(Dec. 13, 2019) — Ontario’s Auditor General has highlighted the lack of drug and alcohol testing for commercial truck drivers. The Canadian Trucking Alliance (CTA) continues to push the federal government for a mandatory drug and alcohol testing program for workers in safety sensitive positions like trucking.
CTA supports mandatory testing for truck drivers as a measure that needs to be adopted by all provinces. The Alliance would encourage all provinces to work with the Government of Canada to introduce mandatory drug and alcohol testing for both federally and provincially regulated trucking companies.
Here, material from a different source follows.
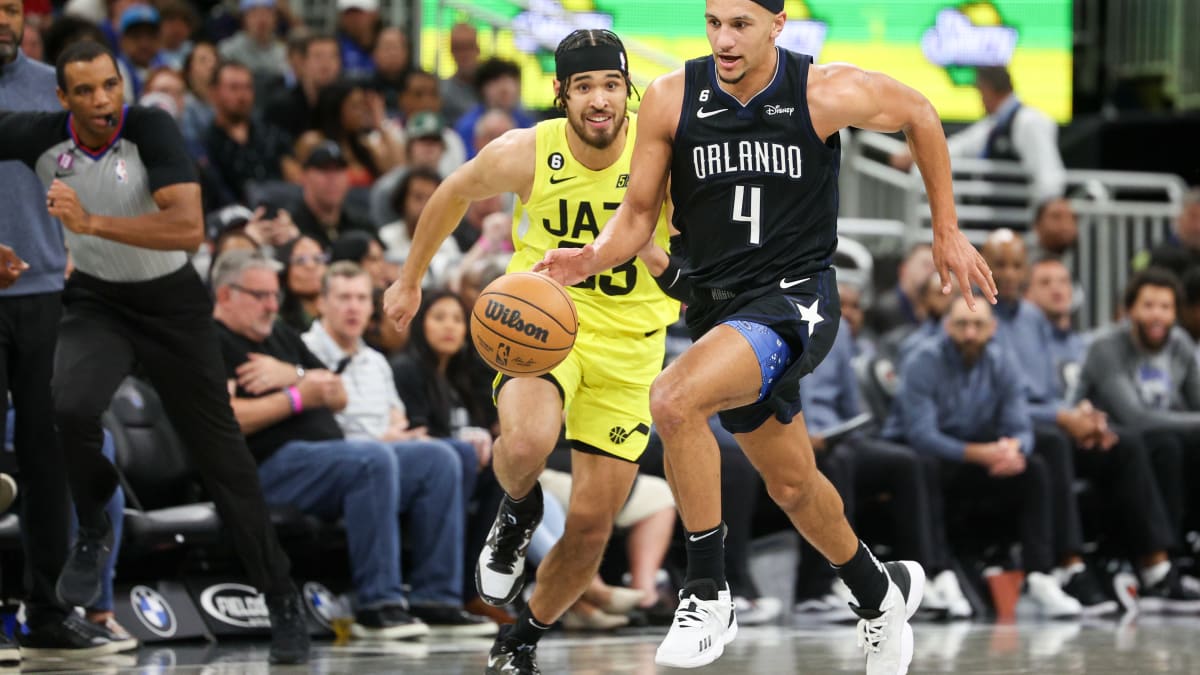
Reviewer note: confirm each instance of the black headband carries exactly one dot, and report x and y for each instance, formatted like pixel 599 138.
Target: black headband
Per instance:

Provincial policies related to drug and alcohol testing would only have authority on trucking fleets that do not leave provincial boundaries; leaving those fleets who conduct business out of the province not covered by this important safety policy.
“CTA applauds the Ontario Auditor General report for highlighting the safety benefit of requiring drug and alcohol testing for commercial truck drivers,” says Scott Smith, chair of the Canadian Trucking Alliance. “We appreciate and support the work to date on this matter by Transport Canada and hope to see the Government of Canada support this important road safety policy in 2020.”
In the Annual Report, Auditor General Bonnie Lysyk reviewed some concerns and potential improvements related to commercial vehicle safety and enforcement in the province, highlighting the lack of drug and alcohol testing as a potential issue related to road safety and truck collisions:
“In Ontario, commercial vehicle drivers are not subject to mandatory drug and alcohol testing either before or during their employment. In addition, Ontario drivers who hold a prescription for medical marijuana may operate a commercial vehicle with marijuana present in their system as long as they are not legally impaired, unlike those who use it recreationally,” she stated.